Summary

Basement sewer back-ups are an ongoing issue that affected nearly 4,000 properties in Baltimore City in 2019 alone. In April 2018, the EPA and Maryland Department of the Environmental required Baltimore City to launch a pilot Expedited Reimbursement Program to help mitigate the clean-up costs for residents following a basement sewage back-up. However, during the program’s first year, less than two percent of households reporting basement sewage back-ups using 311 applied for reimbursement through the program and only ten households actually received a reimbursement through the program.

Blue Water Baltimore and others are currently working to change the city’s approach to basement sewage back-ups.

This analysis seeks to use public data to answer the following:

Background on basement sewage backups in Baltimore

A 2015 analysis by the Environmental Integrity Project looked at data on sewage overflows from 2011-2015, information on E.coli and Enterococcus levels from 2010-2014, and damage claims made to the city from July 1, 2012 to July 1, 2015. This analysis is available as an interactive map and a published report.

Gather and organize 311 service request data

This analysis uses 311 service requests for basement sewage backups from Open Baltimore, data on building backups from the Department of Public Works quarterly reports, and demographic information from the American Community Survey.

We hoped to supplement our analysis by using detailed tables on building sewage backups included in the quarterly reports published by the Department of Public Works as a requirement of the Sanitary Sewer Consent Decree. We explored extracting these tables using Tabula but were not successful in this effort so the data is not currently included in this analysis.

Import 311 service request data from Open Baltimore

Using the RSocrata package, we imported 39,556 service requests for “basement sewage water” at 24,494 unique addresses (excluding duplicates or transferred requests) from Open Baltimore.1 The relevant columns for this analysis include:

  • Created date: The date and time a service request is created by an operator at the 311 call center or by an individual submitting a service request using the website or mobile app.
  • Service request status: When requests are created, the status is marked as open. A request is closed either when an issue is resolved or, in some cases, when a work order is issed to address the issue. This column also identifies duplicate or transferred requests.
  • Status date: When a request is closed or updated, the date and time is recorded in this column. For this analysis, the days to close is calculated based on the difference between the created date and status date for closed requests.
  • Latitude and longitude: The location of the service request. For requests where we knew the location was missing or inaccurate, we geocode the address to identify the correct location.

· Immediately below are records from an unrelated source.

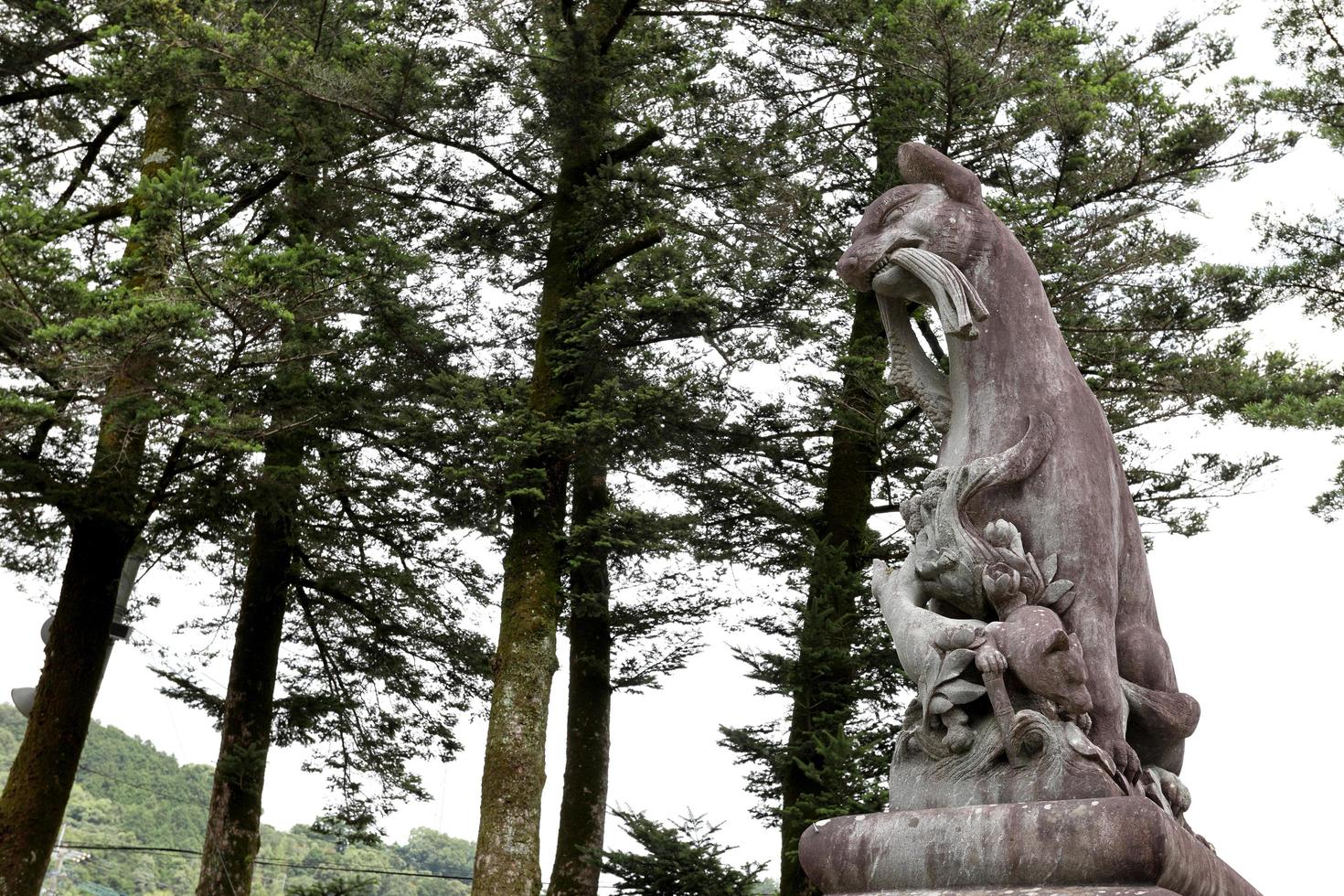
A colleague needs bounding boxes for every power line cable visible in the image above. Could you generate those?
[65,844,472,881]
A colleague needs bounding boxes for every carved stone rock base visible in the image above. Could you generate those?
[798,796,1261,896]
[890,709,1126,810]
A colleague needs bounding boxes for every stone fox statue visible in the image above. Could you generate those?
[838,144,1199,781]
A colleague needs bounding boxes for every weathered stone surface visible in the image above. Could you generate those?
[800,796,1259,896]
[854,887,1179,896]
[800,144,1258,896]
[837,144,1199,806]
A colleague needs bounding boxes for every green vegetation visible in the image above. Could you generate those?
[0,704,475,896]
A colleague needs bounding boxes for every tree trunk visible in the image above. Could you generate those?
[197,421,306,896]
[472,201,578,896]
[197,161,318,896]
[472,6,635,896]
[780,293,890,896]
[547,462,612,896]
[0,103,188,896]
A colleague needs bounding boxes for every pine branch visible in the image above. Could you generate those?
[0,82,80,108]
[580,227,667,283]
[54,100,140,208]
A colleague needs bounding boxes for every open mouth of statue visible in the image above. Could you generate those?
[867,240,919,290]
[869,243,989,338]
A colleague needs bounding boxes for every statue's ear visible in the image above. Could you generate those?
[896,143,981,206]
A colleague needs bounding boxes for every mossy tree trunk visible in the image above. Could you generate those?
[0,102,188,896]
[547,459,612,896]
[197,349,309,896]
[472,0,663,896]
[780,293,890,896]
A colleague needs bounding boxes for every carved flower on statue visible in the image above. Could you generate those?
[983,563,1021,603]
[986,520,1023,558]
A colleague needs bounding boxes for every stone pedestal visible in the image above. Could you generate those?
[800,796,1259,896]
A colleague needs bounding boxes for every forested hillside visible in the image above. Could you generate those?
[0,704,475,896]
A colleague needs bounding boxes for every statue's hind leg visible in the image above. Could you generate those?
[1115,604,1199,773]
[1064,581,1143,781]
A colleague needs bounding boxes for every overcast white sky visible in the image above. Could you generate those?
[0,0,1344,896]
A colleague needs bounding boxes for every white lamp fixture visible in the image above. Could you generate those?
[9,688,37,719]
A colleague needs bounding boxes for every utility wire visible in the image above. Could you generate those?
[65,844,472,881]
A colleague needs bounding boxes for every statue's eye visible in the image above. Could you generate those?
[881,197,915,224]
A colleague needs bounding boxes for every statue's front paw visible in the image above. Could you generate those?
[1093,736,1144,784]
[976,647,1008,675]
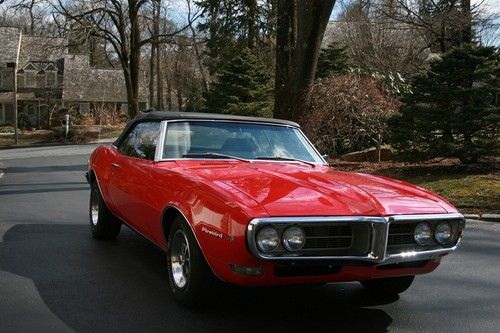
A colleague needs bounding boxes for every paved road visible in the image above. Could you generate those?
[0,146,500,332]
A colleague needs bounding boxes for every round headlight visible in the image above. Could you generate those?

While the data includes a column for recent activity, this columns is not used consistently so we did not include this information in our analysis.

# You must create an account on Open Baltimore and get an API key to use RSocrata.
# Sign up for Open Baltimore: https://data.baltimorecity.gov/signup
# More information on the Socrata API: https://dev.socrata.com/docs/endpoints.html
# Following is adapted from this post: https://mattherman.info/blog/point-in-poly/

base <- "https://data.baltimorecity.gov/resource/"
resource <- "9agw-sxsr" # 311 Customer Service Requests
vars <- c("ServiceRequestNum", "CreatedDate", "SRStatus", "StatusDate", "LastActivity", "Outcome", "Address", "Neighborhood", "Longitude", "Latitude") # selected variables
sr_type <- "WW-Sewer Water In Basement" # selected service reuqest type
call <- paste0(base, resource, ".json", "?$select=", paste(vars, collapse = ", "), "&SRType=", sr_type)

# download data. api access token is saved via keyring package
requests <- read.socrata(call, app_token = keyring::key_get("Open Baltimore")) %>%
  as_tibble() %>%
  janitor::clean_names() %>% # Clean variable names
  mutate(
    created_date = ymd_hms(created_date), # Convert variable classes
    status_date = ymd_hms(status_date),
    longitude = as.numeric(longitude),
    latitude = as.numeric(latitude)
  ) %>%
  filter(!(sr_status == "Open (Duplicate)" | sr_status == "Closed (Duplicate)" | sr_status == "Closed (Transferred)")) # Exclude duplicate and transferred requests

Import census tracts, neighborhoods, and council districts

Using the tigris package, we imported boundaries for U.S. Census tracts so we could aggregate service requests at the tract level and compare the distribution of service requests to demographic characteristics based on the American Community Survey.

We also imported boundaries for Baltimore neighborhoods and City Council district boundaries using shapefiles from Open Baltimore.

baltimore_tracts <- tigris::tracts(state = "MD", county = "Baltimore city", class = "sf")
baltimore_council_districts <- st_read("data/baltimore-council-districts.shp")
baltimore_neighborhoods <- st_read("data/baltimore-neighborhoods.shp")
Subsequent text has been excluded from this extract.